No public proof-of-concept code is available. See the MongoDB Server Issue Tracker (SERVER-122449) for vendor-provided technical details.
Detection Methods for CVE-2026-8199
Indicators of Compromise
- Sudden spikes in mongod resident set size (RSS) without a corresponding increase in dataset or connection counts.
- Repeated client queries containing $bitsAllSet, $bitsAnySet, $bitsAllClear, or $bitsAnyClear from a single authenticated user.
- MongoDB process termination by the kernel OOM killer recorded in dmesg or system logs.
Detection Strategies
- Enable MongoDB profiling and audit logs to capture queries containing the four affected bitwise operators and review for abnormal frequency or size.
- Correlate slow query logs with host-level memory metrics to surface bitwise predicates that precede memory spikes.
- Alert on authenticated principals whose query patterns deviate from historical baselines for operator usage.
Monitoring Recommendations
- Track mem.resident, mem.virtual, and tcmalloc metrics exposed by serverStatus() for anomalous growth.
- Forward MongoDB audit and diagnostic logs to a centralized SIEM for retention and query analytics across the fleet.
- Configure alerts for repeated process restarts of mongod and for OOM events on database hosts.
How to Mitigate CVE-2026-8199
Immediate Actions Required
- Upgrade MongoDB Server to a fixed release: 7.0.34, 8.0.23, 8.2.9, or 8.3.2 or later.
- Audit user roles and revoke query privileges from accounts that do not require read access.
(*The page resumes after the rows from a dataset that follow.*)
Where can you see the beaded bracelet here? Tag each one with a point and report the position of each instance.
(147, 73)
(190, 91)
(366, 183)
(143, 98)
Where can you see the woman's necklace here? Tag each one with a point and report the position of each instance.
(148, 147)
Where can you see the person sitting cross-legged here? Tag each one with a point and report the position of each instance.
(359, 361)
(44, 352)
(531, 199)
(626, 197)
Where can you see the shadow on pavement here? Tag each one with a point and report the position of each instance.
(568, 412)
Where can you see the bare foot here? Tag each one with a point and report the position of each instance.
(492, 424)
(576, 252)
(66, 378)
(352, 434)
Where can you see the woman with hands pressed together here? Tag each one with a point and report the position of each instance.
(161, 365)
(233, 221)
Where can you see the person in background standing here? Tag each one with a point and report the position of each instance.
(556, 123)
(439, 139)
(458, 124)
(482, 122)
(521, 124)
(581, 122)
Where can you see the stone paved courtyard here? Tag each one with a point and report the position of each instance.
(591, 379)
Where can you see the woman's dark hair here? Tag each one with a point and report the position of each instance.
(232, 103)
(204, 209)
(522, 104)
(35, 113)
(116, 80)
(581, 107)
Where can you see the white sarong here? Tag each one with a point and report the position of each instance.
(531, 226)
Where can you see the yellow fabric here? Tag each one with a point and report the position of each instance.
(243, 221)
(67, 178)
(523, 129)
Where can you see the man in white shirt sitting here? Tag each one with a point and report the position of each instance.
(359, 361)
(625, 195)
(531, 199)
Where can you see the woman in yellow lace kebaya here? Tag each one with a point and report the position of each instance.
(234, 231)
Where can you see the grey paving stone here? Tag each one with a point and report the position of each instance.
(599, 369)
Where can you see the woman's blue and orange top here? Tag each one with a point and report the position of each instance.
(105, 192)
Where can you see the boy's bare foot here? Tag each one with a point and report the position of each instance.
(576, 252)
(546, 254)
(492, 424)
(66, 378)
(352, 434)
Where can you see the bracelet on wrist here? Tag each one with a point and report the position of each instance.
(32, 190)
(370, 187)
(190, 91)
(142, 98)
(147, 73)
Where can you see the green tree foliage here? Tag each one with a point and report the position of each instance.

- Apply per-user query governance to limit the rate and size of submitted predicates.
Patch Information
MongoDB has issued patched releases that resolve the excessive memory allocation in bitwise match expression AST processing. Upgrade to MongoDB Server 7.0.34, 8.0.23, 8.2.9, 8.3.2, or later. Refer to the MongoDB Server Issue Tracker (SERVER-122449) for release notes and fix details.
Workarounds
- Restrict use of the $bitsAllSet, $bitsAnySet, $bitsAllClear, and $bitsAnyClear operators through application-layer query validation until patching is complete.
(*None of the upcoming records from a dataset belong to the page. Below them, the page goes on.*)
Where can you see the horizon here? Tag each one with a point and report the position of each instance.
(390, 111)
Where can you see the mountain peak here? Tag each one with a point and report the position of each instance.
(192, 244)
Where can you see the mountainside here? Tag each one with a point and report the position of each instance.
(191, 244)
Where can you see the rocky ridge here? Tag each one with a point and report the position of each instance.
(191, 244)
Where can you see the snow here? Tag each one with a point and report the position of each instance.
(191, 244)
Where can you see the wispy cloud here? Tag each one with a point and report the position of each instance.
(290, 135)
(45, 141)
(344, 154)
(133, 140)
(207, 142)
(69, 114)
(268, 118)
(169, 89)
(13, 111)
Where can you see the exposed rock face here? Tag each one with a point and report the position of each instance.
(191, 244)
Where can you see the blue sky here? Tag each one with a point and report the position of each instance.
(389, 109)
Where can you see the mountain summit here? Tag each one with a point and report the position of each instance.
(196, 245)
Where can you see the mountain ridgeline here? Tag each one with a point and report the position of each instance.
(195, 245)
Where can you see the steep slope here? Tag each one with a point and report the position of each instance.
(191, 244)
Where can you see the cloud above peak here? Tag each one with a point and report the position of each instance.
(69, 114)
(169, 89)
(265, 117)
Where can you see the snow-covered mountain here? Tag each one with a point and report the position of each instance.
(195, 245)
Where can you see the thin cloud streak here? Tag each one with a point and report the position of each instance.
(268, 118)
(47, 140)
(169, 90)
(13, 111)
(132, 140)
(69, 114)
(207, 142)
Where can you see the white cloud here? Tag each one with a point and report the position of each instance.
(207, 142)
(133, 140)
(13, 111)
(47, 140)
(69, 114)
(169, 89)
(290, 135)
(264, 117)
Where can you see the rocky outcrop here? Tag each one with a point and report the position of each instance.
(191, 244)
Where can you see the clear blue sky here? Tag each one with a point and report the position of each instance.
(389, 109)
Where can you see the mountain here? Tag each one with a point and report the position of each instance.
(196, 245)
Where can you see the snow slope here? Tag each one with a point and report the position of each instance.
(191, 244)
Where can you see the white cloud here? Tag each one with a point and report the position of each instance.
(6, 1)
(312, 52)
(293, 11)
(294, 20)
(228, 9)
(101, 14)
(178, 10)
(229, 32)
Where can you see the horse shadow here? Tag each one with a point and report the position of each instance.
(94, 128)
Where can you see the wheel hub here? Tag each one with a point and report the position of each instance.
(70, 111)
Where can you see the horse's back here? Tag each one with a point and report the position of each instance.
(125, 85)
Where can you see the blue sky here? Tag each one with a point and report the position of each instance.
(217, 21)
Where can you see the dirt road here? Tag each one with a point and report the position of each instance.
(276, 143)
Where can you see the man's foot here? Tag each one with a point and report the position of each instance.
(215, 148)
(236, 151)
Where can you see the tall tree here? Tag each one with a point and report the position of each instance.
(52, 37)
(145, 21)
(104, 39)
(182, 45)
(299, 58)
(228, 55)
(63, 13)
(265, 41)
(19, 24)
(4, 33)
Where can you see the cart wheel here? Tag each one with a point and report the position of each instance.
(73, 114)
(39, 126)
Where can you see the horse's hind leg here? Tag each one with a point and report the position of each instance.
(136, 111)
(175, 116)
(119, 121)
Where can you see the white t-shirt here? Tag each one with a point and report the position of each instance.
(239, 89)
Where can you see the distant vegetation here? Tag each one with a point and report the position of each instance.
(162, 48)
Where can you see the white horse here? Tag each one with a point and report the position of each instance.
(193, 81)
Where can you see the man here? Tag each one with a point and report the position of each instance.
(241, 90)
- Enforce role-based access control so only trusted service accounts can execute ad hoc queries against production clusters.
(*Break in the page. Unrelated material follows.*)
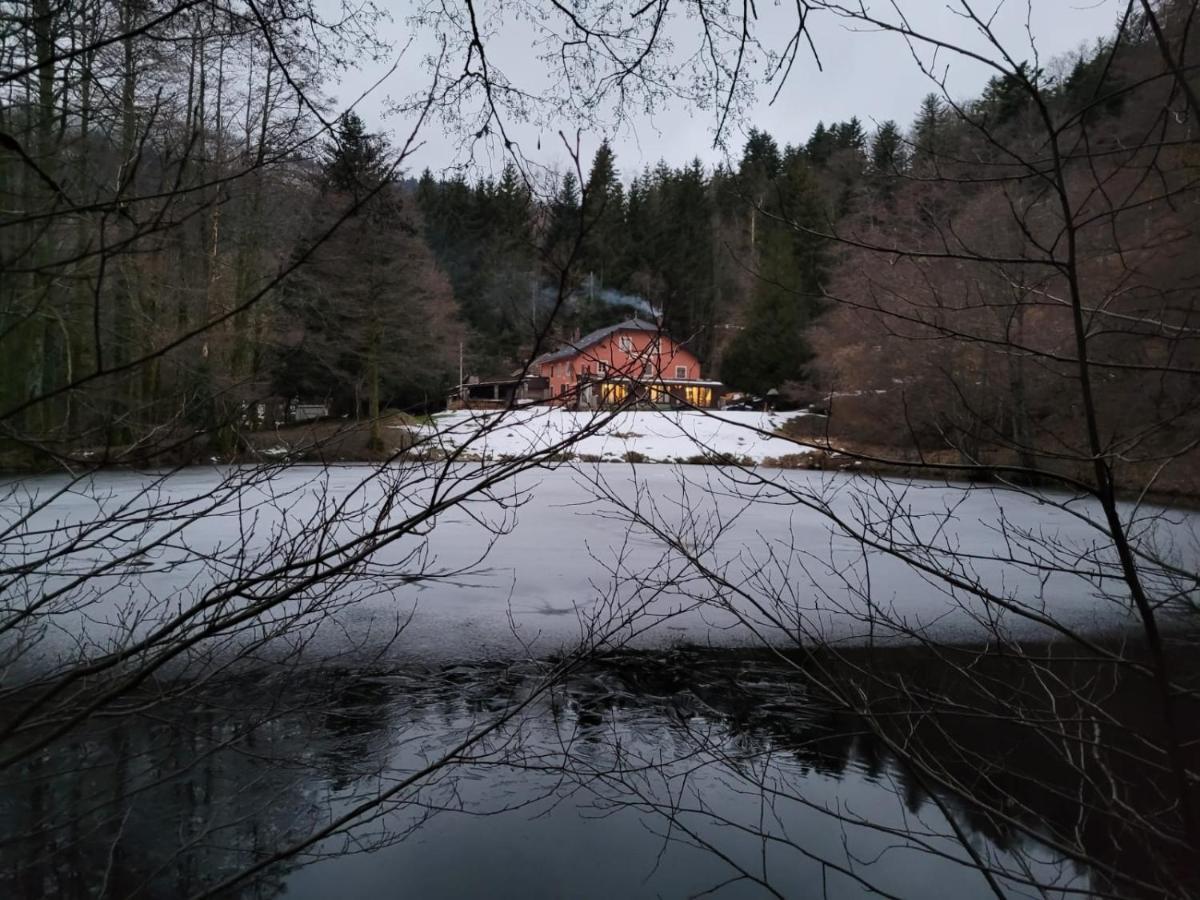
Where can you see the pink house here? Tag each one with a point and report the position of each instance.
(631, 361)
- Configure cgroup memory limits and mongod resource quotas to contain the blast radius of an OOM event on shared hosts.
# Configuration example: verify installed MongoDB version and upgrade target
mongod --version
# Example role hardening: grant read only where required
mongosh <<'EOF'
use admin
db.revokeRolesFromUser("reporting_user", [ { role: "readWrite", db: "prod" } ])
db.grantRolesToUser("reporting_user", [ { role: "read", db: "prod" } ])
EOF
Disclaimer: This content was generated using AI. While we strive for accuracy, please verify critical information with official sources.